Siamo in primavera, dai semi ormai sono spuntate le pianticelle, i rami degli alberi si costellano di fiori… ed ecco un’altra donna innamorata della natura, delle piante e del paesaggio: Laura Bianchi, giornalista di moda ed ora giardiniera, che dopo essersi diplomata alla Scuola Agraria di Monza, ha iniziato a scrivere di fioriture e piante “felici”, cioè il meno possibile condizionate dall’intervento umano. Da oltre dieci anni cura e convive con un giardino «saggio e selvaggio» nel Tigullio, la sua vera casa.

Seconda sua pubblicazione con la Libreria Editrice Fiorentina (LEF) è Giardino felice. Racconti di piante semplici, belle e buone. Così ce ne parla la Bianchi, autrice anche delle foto a corredo del volume: «Zappare e scrivere sono un po’ la stessa cosa. Si traccia un segno nella terra nuda o su un foglio bianco. Lo si fa per un bisogno, il bisogno di far germogliare. Cibo e parole. Questo libro raccoglie 10 anni di riflessioni su come un giardino possa ambire ad esser naturale, ma soprattutto dà voce alle piante con le quali condivido spazio e tempo. Ne racconta caratteri e umori, attraverso piccole e grandi storie di famiglia, non solo botanica. Ogni vegetale qui ha una vicenda da raccontare. E io le ho raccolte tutte, una alla volta, ogni settimana, stagione dopo stagione. Per un anno intero: la passiflora che mi impediva di vedere il mare; il rosmarino che è arrivato per primo; gli agrumi del tramando, giunti da lontano per restare; le verdure dell’orto diffuso, ma anche sambuco, borragine e aglio selvatico, grazie ai quali ho imparato a cucinare; gli ulivi che chiamo per nome e l’erba che corre e non vuole farsi addomesticare».
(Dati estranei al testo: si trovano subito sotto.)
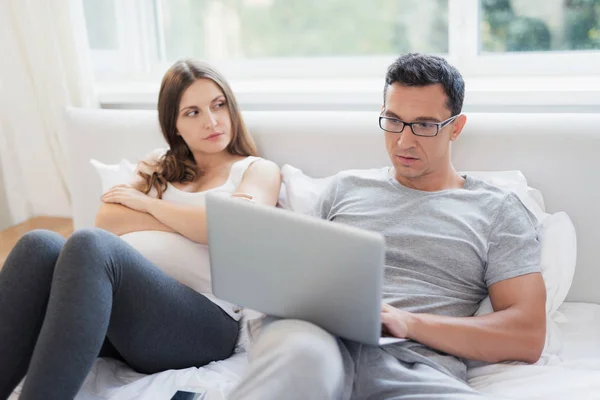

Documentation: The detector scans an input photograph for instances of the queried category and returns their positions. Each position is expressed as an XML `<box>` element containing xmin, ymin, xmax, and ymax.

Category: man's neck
<box><xmin>390</xmin><ymin>167</ymin><xmax>465</xmax><ymax>192</ymax></box>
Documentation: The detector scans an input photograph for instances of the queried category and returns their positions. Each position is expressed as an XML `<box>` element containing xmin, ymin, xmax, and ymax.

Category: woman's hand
<box><xmin>101</xmin><ymin>185</ymin><xmax>155</xmax><ymax>213</ymax></box>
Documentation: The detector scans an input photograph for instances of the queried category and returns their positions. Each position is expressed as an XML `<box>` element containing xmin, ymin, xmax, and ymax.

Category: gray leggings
<box><xmin>0</xmin><ymin>229</ymin><xmax>239</xmax><ymax>400</ymax></box>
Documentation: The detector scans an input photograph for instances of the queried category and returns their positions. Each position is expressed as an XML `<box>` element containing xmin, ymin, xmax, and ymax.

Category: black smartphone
<box><xmin>171</xmin><ymin>390</ymin><xmax>206</xmax><ymax>400</ymax></box>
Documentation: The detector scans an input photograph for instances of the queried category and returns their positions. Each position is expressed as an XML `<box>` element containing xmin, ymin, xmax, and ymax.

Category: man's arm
<box><xmin>383</xmin><ymin>273</ymin><xmax>546</xmax><ymax>363</ymax></box>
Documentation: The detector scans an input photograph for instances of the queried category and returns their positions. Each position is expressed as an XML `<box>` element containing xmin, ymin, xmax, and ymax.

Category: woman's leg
<box><xmin>21</xmin><ymin>229</ymin><xmax>238</xmax><ymax>400</ymax></box>
<box><xmin>0</xmin><ymin>231</ymin><xmax>65</xmax><ymax>399</ymax></box>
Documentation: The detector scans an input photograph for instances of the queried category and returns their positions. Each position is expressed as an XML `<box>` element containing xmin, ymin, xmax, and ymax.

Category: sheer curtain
<box><xmin>0</xmin><ymin>0</ymin><xmax>97</xmax><ymax>228</ymax></box>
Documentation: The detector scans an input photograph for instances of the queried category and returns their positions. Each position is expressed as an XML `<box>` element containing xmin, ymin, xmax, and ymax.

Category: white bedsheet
<box><xmin>11</xmin><ymin>303</ymin><xmax>600</xmax><ymax>400</ymax></box>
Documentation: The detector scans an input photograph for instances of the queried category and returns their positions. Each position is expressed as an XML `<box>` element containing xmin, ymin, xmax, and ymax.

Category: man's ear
<box><xmin>450</xmin><ymin>114</ymin><xmax>467</xmax><ymax>142</ymax></box>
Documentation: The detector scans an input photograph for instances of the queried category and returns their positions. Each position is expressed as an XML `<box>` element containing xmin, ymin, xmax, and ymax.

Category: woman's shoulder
<box><xmin>136</xmin><ymin>147</ymin><xmax>169</xmax><ymax>173</ymax></box>
<box><xmin>230</xmin><ymin>156</ymin><xmax>280</xmax><ymax>184</ymax></box>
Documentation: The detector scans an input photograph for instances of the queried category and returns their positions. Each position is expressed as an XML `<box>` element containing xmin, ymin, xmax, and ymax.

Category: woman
<box><xmin>0</xmin><ymin>61</ymin><xmax>280</xmax><ymax>400</ymax></box>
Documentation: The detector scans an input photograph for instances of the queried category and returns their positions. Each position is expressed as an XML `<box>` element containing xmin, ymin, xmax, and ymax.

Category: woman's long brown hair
<box><xmin>138</xmin><ymin>60</ymin><xmax>257</xmax><ymax>199</ymax></box>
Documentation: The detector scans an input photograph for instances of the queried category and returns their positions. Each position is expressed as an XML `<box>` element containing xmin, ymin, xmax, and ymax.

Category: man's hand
<box><xmin>101</xmin><ymin>185</ymin><xmax>154</xmax><ymax>213</ymax></box>
<box><xmin>381</xmin><ymin>303</ymin><xmax>413</xmax><ymax>339</ymax></box>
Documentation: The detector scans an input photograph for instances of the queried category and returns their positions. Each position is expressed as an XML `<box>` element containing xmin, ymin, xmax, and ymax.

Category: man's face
<box><xmin>382</xmin><ymin>83</ymin><xmax>466</xmax><ymax>181</ymax></box>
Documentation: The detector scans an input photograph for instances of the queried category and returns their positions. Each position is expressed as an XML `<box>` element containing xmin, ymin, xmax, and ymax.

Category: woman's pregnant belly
<box><xmin>121</xmin><ymin>231</ymin><xmax>212</xmax><ymax>294</ymax></box>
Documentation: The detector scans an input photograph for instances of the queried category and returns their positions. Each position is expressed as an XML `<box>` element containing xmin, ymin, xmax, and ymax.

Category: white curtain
<box><xmin>0</xmin><ymin>0</ymin><xmax>97</xmax><ymax>224</ymax></box>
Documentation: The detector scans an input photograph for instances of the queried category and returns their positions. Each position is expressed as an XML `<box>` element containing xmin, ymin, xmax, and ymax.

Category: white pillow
<box><xmin>90</xmin><ymin>159</ymin><xmax>135</xmax><ymax>193</ymax></box>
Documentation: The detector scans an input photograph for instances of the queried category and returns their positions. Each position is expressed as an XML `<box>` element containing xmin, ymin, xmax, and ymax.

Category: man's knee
<box><xmin>250</xmin><ymin>320</ymin><xmax>344</xmax><ymax>385</ymax></box>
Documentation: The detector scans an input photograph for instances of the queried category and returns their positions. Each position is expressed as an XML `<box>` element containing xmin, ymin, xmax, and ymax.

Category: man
<box><xmin>232</xmin><ymin>54</ymin><xmax>546</xmax><ymax>400</ymax></box>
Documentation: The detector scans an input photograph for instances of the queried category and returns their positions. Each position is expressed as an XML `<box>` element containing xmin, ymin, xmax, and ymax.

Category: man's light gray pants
<box><xmin>230</xmin><ymin>318</ymin><xmax>484</xmax><ymax>400</ymax></box>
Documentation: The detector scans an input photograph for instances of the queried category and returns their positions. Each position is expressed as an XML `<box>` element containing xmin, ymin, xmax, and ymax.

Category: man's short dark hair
<box><xmin>383</xmin><ymin>53</ymin><xmax>465</xmax><ymax>116</ymax></box>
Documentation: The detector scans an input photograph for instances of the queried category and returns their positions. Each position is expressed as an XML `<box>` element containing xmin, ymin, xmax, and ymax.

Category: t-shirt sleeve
<box><xmin>311</xmin><ymin>176</ymin><xmax>339</xmax><ymax>220</ymax></box>
<box><xmin>484</xmin><ymin>193</ymin><xmax>541</xmax><ymax>287</ymax></box>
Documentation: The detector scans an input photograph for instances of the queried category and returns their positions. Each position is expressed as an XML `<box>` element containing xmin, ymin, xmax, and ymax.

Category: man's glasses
<box><xmin>379</xmin><ymin>115</ymin><xmax>458</xmax><ymax>137</ymax></box>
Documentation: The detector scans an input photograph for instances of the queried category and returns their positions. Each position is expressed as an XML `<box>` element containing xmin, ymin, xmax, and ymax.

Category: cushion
<box><xmin>90</xmin><ymin>159</ymin><xmax>135</xmax><ymax>193</ymax></box>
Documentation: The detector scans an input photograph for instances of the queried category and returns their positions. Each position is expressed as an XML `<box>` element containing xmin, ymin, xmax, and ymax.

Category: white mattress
<box><xmin>11</xmin><ymin>303</ymin><xmax>600</xmax><ymax>400</ymax></box>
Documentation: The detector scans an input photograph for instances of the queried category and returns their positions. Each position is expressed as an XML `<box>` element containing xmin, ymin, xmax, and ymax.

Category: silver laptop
<box><xmin>206</xmin><ymin>194</ymin><xmax>408</xmax><ymax>345</ymax></box>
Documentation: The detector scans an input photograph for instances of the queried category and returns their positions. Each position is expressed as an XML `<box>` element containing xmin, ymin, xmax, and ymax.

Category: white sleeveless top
<box><xmin>121</xmin><ymin>151</ymin><xmax>260</xmax><ymax>321</ymax></box>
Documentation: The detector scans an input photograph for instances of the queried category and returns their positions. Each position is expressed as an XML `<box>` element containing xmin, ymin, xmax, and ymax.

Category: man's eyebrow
<box><xmin>179</xmin><ymin>106</ymin><xmax>198</xmax><ymax>112</ymax></box>
<box><xmin>383</xmin><ymin>110</ymin><xmax>441</xmax><ymax>122</ymax></box>
<box><xmin>383</xmin><ymin>110</ymin><xmax>402</xmax><ymax>119</ymax></box>
<box><xmin>415</xmin><ymin>117</ymin><xmax>442</xmax><ymax>122</ymax></box>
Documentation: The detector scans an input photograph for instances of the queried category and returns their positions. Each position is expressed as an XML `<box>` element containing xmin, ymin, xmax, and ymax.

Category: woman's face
<box><xmin>177</xmin><ymin>79</ymin><xmax>232</xmax><ymax>154</ymax></box>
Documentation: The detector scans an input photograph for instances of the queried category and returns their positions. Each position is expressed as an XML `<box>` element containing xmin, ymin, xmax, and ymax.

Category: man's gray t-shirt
<box><xmin>315</xmin><ymin>168</ymin><xmax>540</xmax><ymax>380</ymax></box>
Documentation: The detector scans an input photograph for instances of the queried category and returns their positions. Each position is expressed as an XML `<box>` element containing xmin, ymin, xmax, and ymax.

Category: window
<box><xmin>86</xmin><ymin>0</ymin><xmax>600</xmax><ymax>110</ymax></box>
<box><xmin>157</xmin><ymin>0</ymin><xmax>448</xmax><ymax>61</ymax></box>
<box><xmin>82</xmin><ymin>0</ymin><xmax>600</xmax><ymax>81</ymax></box>
<box><xmin>479</xmin><ymin>0</ymin><xmax>600</xmax><ymax>52</ymax></box>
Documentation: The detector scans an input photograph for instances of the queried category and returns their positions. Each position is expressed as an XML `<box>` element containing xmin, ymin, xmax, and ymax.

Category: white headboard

Commenta questa rassegna “verde” che abbraccia l’arco di un intero anno il titolare della LEF Giannozzo Pucci, una delle figure più rilevanti dell’ambientalismo italiano: «Scopo dell’industria non è produrre alimenti della più alta qualità per le persone di un territorio, ma vendere dei prodotti industriali. Invece in un giardino quasi ogni pianta può essere diversa e rivelare delle virtù sconosciute ai più e che si rivelano solo in particolari circostanze, come testimonia questo libro. I campi dei contadini, cioè dell’agricoltura artigiana, erano e sono dei giardini, che non producono solo cibo buono ma soprattutto felicità. Forse è venuto il tempo in cui si comincerà a tempestare le istituzioni per liberalizzare questo artigianato dei giardini perché siano fatte delle leggi semplici apposta per loro come attività economiche nobili non inquinanti e perciò libere e senza permessi».